‘Mijn werk is altijd een ontdekkingstocht’

Robert Gedragswetenschapper

Man met geruite bloes met op de achtergrond een gebouw en persoon op een skelter
Functie
Gedragswetenschapper (psycholoog/orthopedagoog)

Als gedragswetenschapper werkt Robert op verschillende groepen met mensen met een verstandelijke beperking. Als iemand gedragsproblemen heeft, dan kijkt hij waarom de cliënt zich zo gedraagt en wat diegene nodig heeft om dat te kunnen veranderen.

“Veel van de bewoners laten geregeld probleemgedrag zien. Ik zoek dan uit waarom ze dat doen en wat we kunnen doen om daar verandering in te brengen. Dat kan ik niet alleen: ik werk altijd samen met andere professionals en familie van de cliënten. Het doel is dat begeleiders de juiste handvatten krijgen om hun werk goed te doen en dat de cliënten een zo mooi mogelijk leven hebben.

Knijpen

Op een van de groepen waar ik werk hebben we bijvoorbeeld een jongen die ontzettend veel kneep. Begeleiders hadden letterlijk wondjes op hun handen. We zijn gaan uitzoeken waarom hij dat deed, en ontdekten dat het zijn manier van communiceren was. Ik observeerde hem en zag dat als hij een begeleider kneep, die begeleider zei: o, je wilt zeker op de iPad? Hij kan niet praten, en dit was zijn manieren om duidelijk te maken wat hij wilde. We zijn toen op zoek gegaan naar een andere taal die we hem konden leren. Dat werden verwijzers: spullen die ergens voor staan. Als hij bijvoorbeeld koffie wil, dan pakt hij nu een beker op. En wil hij op de computer, dan laat hij ons een muismat zien. Dat werkte goed, hij stopte met knijpen en kon toch duidelijk maken wat hij wilde.

Man staat bij jonge man op skelter
Robert vindt het belangrijk om op de locaties te zijn en zelf ook in contact te zijn met de bewoners.

Kijken naar uitzonderingen

Mijn werk begint altijd met kijken naar uitzonderingen.

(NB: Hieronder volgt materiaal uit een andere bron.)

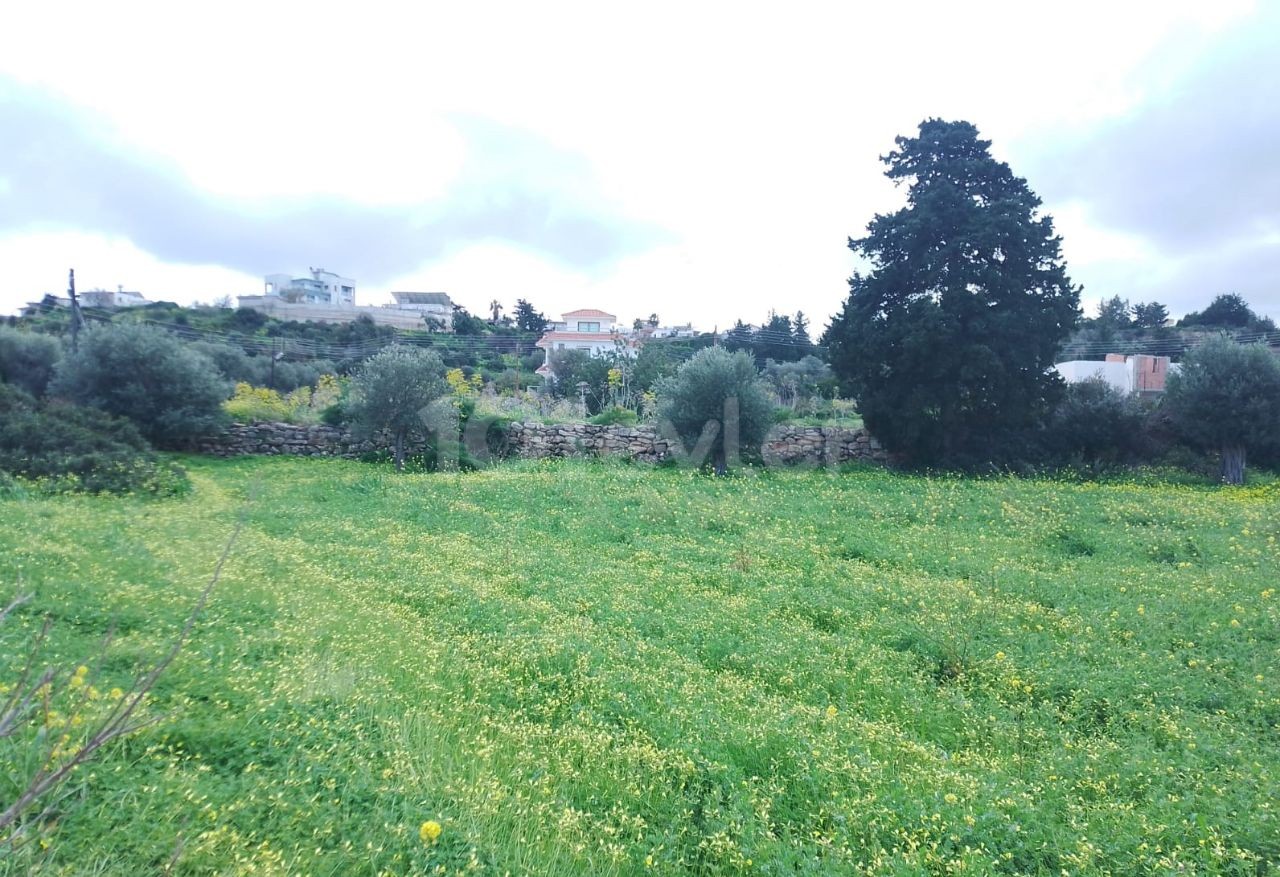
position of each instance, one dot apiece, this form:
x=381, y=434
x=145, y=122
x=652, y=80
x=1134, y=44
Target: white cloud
x=748, y=133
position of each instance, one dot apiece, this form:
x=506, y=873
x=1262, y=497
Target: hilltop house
x=585, y=329
x=328, y=297
x=1129, y=374
x=432, y=305
x=321, y=288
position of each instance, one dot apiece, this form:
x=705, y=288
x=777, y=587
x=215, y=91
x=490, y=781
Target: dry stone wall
x=813, y=446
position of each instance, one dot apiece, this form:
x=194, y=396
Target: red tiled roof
x=575, y=336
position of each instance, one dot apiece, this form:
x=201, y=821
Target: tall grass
x=590, y=668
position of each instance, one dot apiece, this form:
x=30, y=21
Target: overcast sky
x=705, y=161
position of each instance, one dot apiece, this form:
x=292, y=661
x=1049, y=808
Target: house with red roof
x=586, y=329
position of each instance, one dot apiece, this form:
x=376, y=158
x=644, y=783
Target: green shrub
x=616, y=416
x=392, y=391
x=238, y=366
x=1226, y=398
x=170, y=392
x=304, y=405
x=1096, y=425
x=713, y=394
x=27, y=359
x=63, y=448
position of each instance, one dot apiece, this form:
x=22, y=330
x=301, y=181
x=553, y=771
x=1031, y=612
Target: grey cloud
x=54, y=173
x=1194, y=172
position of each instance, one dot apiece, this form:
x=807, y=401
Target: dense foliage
x=259, y=370
x=946, y=342
x=392, y=389
x=169, y=391
x=27, y=359
x=1228, y=311
x=62, y=447
x=1097, y=426
x=574, y=668
x=1226, y=398
x=717, y=406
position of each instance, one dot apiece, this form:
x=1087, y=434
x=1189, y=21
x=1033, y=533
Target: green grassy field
x=586, y=668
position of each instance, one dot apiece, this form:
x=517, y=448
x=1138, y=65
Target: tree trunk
x=1233, y=464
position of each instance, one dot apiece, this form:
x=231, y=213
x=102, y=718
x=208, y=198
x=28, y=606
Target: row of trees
x=947, y=338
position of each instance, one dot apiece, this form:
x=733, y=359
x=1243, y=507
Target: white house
x=321, y=288
x=122, y=297
x=1128, y=374
x=432, y=305
x=588, y=329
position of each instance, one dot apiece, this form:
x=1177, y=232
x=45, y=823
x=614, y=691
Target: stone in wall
x=810, y=446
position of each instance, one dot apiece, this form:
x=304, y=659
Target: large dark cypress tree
x=947, y=341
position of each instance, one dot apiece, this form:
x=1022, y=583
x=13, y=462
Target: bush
x=1226, y=398
x=1096, y=425
x=392, y=391
x=172, y=393
x=238, y=366
x=69, y=448
x=27, y=359
x=301, y=406
x=712, y=394
x=616, y=416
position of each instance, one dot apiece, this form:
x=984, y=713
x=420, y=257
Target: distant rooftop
x=423, y=297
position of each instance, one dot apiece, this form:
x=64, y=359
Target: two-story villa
x=585, y=329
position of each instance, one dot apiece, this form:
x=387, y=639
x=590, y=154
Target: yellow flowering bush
x=304, y=405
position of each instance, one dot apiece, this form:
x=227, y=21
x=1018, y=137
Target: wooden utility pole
x=77, y=316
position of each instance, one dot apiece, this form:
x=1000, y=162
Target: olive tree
x=1226, y=398
x=716, y=405
x=169, y=391
x=392, y=392
x=27, y=359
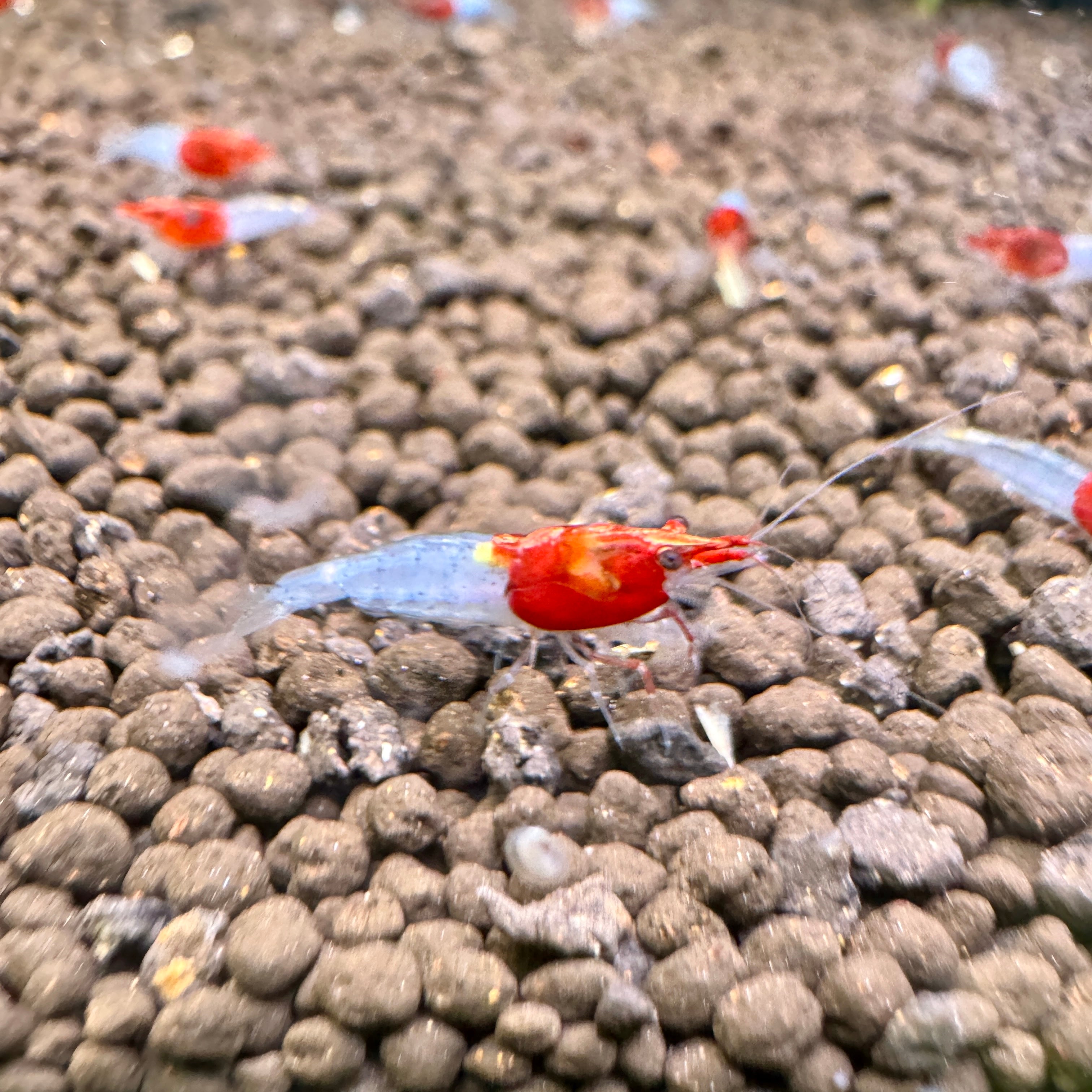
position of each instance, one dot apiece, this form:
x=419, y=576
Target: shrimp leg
x=1054, y=483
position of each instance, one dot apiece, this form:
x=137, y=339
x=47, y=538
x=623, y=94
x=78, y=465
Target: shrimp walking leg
x=593, y=681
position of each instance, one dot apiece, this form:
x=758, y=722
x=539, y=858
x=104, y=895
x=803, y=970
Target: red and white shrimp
x=729, y=234
x=1038, y=255
x=1056, y=484
x=205, y=223
x=595, y=19
x=965, y=68
x=458, y=11
x=206, y=153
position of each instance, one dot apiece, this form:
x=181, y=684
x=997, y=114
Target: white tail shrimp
x=1056, y=484
x=257, y=216
x=155, y=144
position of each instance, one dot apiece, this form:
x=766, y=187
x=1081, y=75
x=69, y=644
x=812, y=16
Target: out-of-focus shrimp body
x=1031, y=253
x=1056, y=484
x=202, y=223
x=220, y=153
x=187, y=223
x=207, y=152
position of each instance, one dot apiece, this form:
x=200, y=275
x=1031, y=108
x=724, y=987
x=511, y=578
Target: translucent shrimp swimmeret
x=202, y=223
x=1056, y=484
x=1038, y=255
x=206, y=152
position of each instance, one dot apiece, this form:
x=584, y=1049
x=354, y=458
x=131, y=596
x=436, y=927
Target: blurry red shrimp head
x=187, y=223
x=943, y=49
x=1030, y=253
x=587, y=577
x=729, y=234
x=459, y=11
x=220, y=153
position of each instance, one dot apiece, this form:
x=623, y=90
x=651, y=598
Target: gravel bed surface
x=332, y=858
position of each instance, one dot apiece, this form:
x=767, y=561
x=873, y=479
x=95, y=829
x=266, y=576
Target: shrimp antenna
x=793, y=509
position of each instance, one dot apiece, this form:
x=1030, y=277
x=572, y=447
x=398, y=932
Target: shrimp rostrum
x=563, y=580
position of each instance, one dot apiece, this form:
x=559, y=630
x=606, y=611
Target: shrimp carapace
x=187, y=223
x=1030, y=253
x=1056, y=484
x=590, y=576
x=729, y=235
x=203, y=223
x=207, y=152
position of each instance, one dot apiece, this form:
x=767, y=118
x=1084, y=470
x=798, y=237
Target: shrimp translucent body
x=155, y=144
x=429, y=578
x=972, y=75
x=1054, y=483
x=1079, y=270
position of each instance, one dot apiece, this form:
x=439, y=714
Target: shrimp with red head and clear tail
x=593, y=20
x=1056, y=484
x=1038, y=255
x=203, y=223
x=965, y=68
x=206, y=152
x=729, y=234
x=459, y=11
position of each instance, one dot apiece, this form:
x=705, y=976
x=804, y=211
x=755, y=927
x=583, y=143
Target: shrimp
x=1038, y=255
x=206, y=152
x=966, y=68
x=728, y=231
x=594, y=19
x=1056, y=484
x=457, y=11
x=563, y=579
x=203, y=223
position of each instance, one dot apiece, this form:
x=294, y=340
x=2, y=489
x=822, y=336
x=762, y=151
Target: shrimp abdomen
x=430, y=578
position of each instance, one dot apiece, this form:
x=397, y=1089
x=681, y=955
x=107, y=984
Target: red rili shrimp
x=729, y=234
x=559, y=580
x=203, y=223
x=1038, y=254
x=966, y=68
x=592, y=19
x=207, y=152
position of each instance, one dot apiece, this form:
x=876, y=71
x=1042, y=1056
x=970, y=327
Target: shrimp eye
x=670, y=558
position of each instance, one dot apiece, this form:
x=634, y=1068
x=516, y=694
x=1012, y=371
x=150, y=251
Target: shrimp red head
x=1031, y=253
x=189, y=223
x=728, y=226
x=220, y=153
x=597, y=575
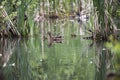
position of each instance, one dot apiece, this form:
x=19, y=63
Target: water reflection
x=73, y=59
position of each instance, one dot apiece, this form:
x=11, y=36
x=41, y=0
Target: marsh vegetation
x=59, y=39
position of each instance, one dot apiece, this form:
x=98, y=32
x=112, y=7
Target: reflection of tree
x=6, y=48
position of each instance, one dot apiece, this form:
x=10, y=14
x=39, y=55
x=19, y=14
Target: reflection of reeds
x=6, y=49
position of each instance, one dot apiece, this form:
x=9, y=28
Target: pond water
x=36, y=58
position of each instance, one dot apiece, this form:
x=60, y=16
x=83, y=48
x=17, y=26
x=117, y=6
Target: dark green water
x=73, y=59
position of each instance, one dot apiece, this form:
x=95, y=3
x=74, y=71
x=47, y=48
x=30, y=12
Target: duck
x=53, y=39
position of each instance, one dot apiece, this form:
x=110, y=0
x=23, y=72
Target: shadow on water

Wat is er anders aan situaties waarin iemand geen probleemgedrag vertoont? Thomas, een jongen van 17 die hier woont en onder andere een verstandelijke beperking en autisme heeft, had bijvoorbeeld altijd strijd als hij moest stoppen met een spelletje op de telefoon. Maar als de tv werd uitgezet, dan ging dat wel goed. We zijn toen gaan kijken wat het verschil is tussen die twee: de tv bleek een duidelijk einde te hebben: de aftiteling. Dat begreep hij. Bij de telefoon had hij in zijn hoofd dat hij een bepaald aantal punten moest halen met een spelletje, maar de begeleiding gaf hem steeds een tijd waarop hij daarmee moest stoppen. Dat werkte niet in zijn hoofd. Omdat we dat wisten, konden we op een andere manier afspraken met hem maken. Nu levert het uitzetten van de telefoon geen problemen meer op.

Ontdekkingstocht

Wat ik mooi vind, is dat mijn werk altijd weer een ontdekkingstocht is. Wat laat een cliënt zien en waar heeft hij behoefte aan? In de hoofden van onze doelgroep werkt het heel anders dan in de hoofden van mensen zonder beperking. Een standaardbehandeling is er voor hen niet, dus dat is altijd puzzelen. Als het lukt om die puzzel op te lossen, dan heb ik echt de mooiste baan die er is. Je ziet dan dat de kwaliteit van leven van de cliënt verbetert: er zijn minder gedragsproblemen en meer genietmomenten.”